Why this is important?
Most learning-based speech enhancement pipelines depend on paired clean–noisy recordings, which are expensive or impossible to collect at scale in real-world conditions. Unsupervised routes like MetricGAN-U remove the need for clean data but couple model performance to external, non-intrusive metrics used during training. USE-DDP keeps the training data-only, imposing priors with discriminators over independent clean-speech and noise datasets and using reconstruction consistency to tie estimates back to the observed mixture.
How it works?
- Generator: A codec-style encoder compresses the input audio into a latent sequence; this is split into two parallel transformer branches (RoFormer) that target clean speech and noise respectively, decoded by a shared decoder back to waveforms. The input is reconstructed as the least-squares combination of the two outputs (scalars α, β compensate for amplitude errors). Reconstruction uses multi-scale mel/STFT and SI-SDR losses, as in neural audio codecs.
- Priors via adversaries: Three discriminator ensembles—clean, noise, and noisy—impose distributional constraints: the clean branch must resemble the clean-speech corpus; the noise branch must resemble a noise corpus; the reconstructed mixture must sound natural. LS-GAN and feature-matching losses are used.
- Initialization: Initializing encoder/decoder from a pretrained Descript Audio Codec improves convergence and final quality vs. training from scratch.
How it compares?
On the standard VCTK+DEMAND simulated setup, USE-DDP reports parity with the strongest unsupervised baselines (e.g., unSE/unSE+ based on optimal transport) and competitive DNSMOS vs. MetricGAN-U (which directly optimizes DNSMOS). Example numbers from the paper’s Table 1 (input vs. systems): DNSMOS improves from 2.54 (noisy) to ~3.03 (USE-DDP), PESQ from 1.97 to ~2.47; CBAK trails some baselines due to more aggressive noise attenuation in non-speech segments—consistent with the explicit noise prior.


Data choice is not a detail—it’s the result
A central finding: which clean-speech corpus defines the prior can swing outcomes and even create over-optimistic results on simulated tests.
- In-domain prior (VCTK clean) on VCTK+DEMAND → best scores (DNSMOS ≈3.03), but this configuration unrealistically “peeks” at the target distribution used to synthesize the mixtures.
- Out-of-domain prior → notably lower metrics (e.g., PESQ ~2.04), reflecting distribution mismatch and some noise leakage into the clean branch.

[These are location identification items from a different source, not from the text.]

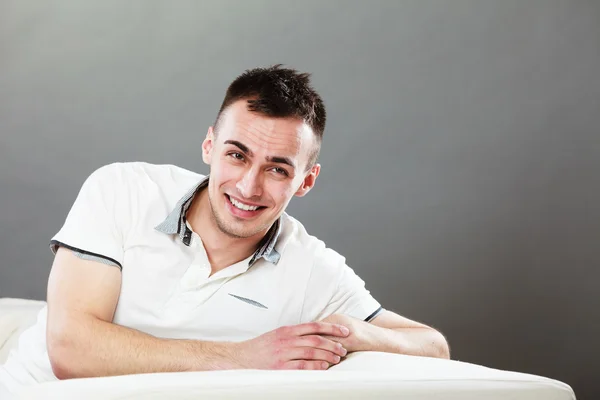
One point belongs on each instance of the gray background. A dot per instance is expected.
(460, 164)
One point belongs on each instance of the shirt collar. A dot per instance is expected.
(175, 224)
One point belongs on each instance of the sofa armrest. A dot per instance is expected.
(16, 315)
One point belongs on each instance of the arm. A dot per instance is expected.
(83, 341)
(392, 333)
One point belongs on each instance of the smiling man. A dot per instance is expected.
(160, 269)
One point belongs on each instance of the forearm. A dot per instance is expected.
(98, 348)
(425, 342)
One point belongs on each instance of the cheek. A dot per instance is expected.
(281, 192)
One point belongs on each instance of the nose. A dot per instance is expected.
(250, 185)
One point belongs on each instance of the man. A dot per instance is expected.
(161, 269)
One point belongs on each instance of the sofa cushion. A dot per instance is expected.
(16, 315)
(361, 376)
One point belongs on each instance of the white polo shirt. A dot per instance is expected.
(132, 216)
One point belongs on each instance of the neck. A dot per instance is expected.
(222, 250)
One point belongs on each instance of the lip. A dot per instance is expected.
(244, 202)
(243, 214)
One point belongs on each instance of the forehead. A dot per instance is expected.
(289, 137)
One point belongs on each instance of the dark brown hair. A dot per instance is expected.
(279, 92)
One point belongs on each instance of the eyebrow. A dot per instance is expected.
(273, 159)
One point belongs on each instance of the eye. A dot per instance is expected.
(237, 156)
(280, 171)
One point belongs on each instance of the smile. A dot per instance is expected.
(243, 206)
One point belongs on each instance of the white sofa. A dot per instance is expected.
(361, 375)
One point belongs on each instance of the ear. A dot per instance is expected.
(207, 146)
(309, 180)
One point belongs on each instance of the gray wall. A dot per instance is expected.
(460, 165)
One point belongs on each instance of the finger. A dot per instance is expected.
(305, 364)
(320, 342)
(319, 328)
(310, 353)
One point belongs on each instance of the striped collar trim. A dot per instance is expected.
(175, 224)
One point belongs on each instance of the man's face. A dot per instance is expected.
(257, 164)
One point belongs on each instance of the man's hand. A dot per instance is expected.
(390, 333)
(306, 346)
(357, 339)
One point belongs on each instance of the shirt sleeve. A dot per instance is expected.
(92, 229)
(334, 288)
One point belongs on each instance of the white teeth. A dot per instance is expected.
(242, 206)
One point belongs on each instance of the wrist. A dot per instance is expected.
(217, 356)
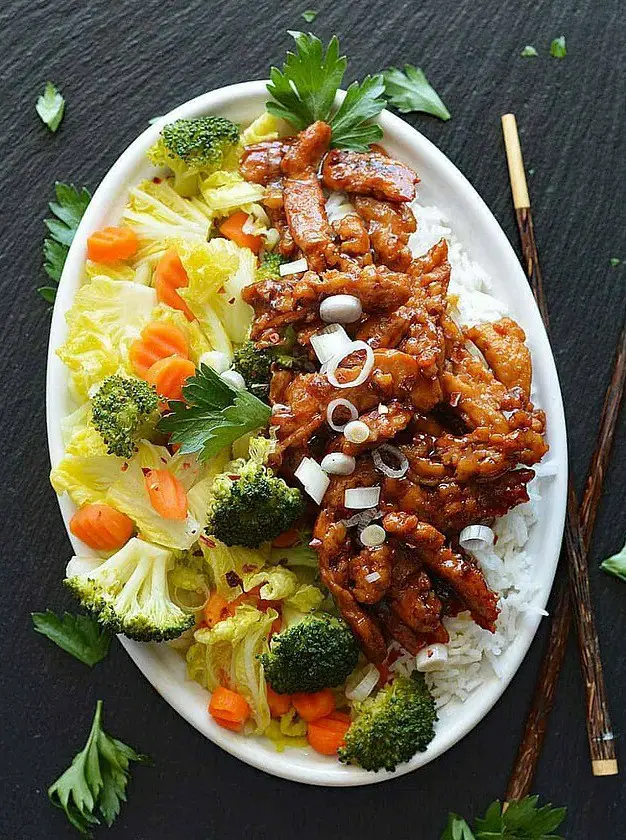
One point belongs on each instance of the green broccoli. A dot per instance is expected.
(190, 146)
(129, 592)
(392, 726)
(252, 506)
(314, 652)
(269, 268)
(124, 411)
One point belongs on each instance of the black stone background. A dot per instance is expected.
(119, 63)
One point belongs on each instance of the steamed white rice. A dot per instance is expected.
(473, 653)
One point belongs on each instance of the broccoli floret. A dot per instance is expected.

- Real-world CHiME-3: using a “close-talk” channel as in-domain clean prior actually hurts—because the “clean” reference itself contains environment bleed; an out-of-domain truly clean corpus yields higher DNSMOS/UTMOS on both dev and test, albeit with some intelligibility trade-off under stronger suppression.
This clarifies discrepancies across prior unsupervised results and argues for careful, transparent prior selection when claiming SOTA on simulated benchmarks.
The proposed dual-branch encoder-decoder architecture treats enhancement as explicit two-source estimation with data-defined priors, not metric-chasing. The reconstruction constraint (clean + noise = input) plus adversarial priors over independent clean/noise corpora gives a clear inductive bias, and initializing from a neural audio codec is a pragmatic way to stabilize training. The results look competitive with unsupervised baselines while avoiding DNSMOS-guided objectives; the caveat is that “clean prior” choice materially affects reported gains, so claims should specify corpus selection.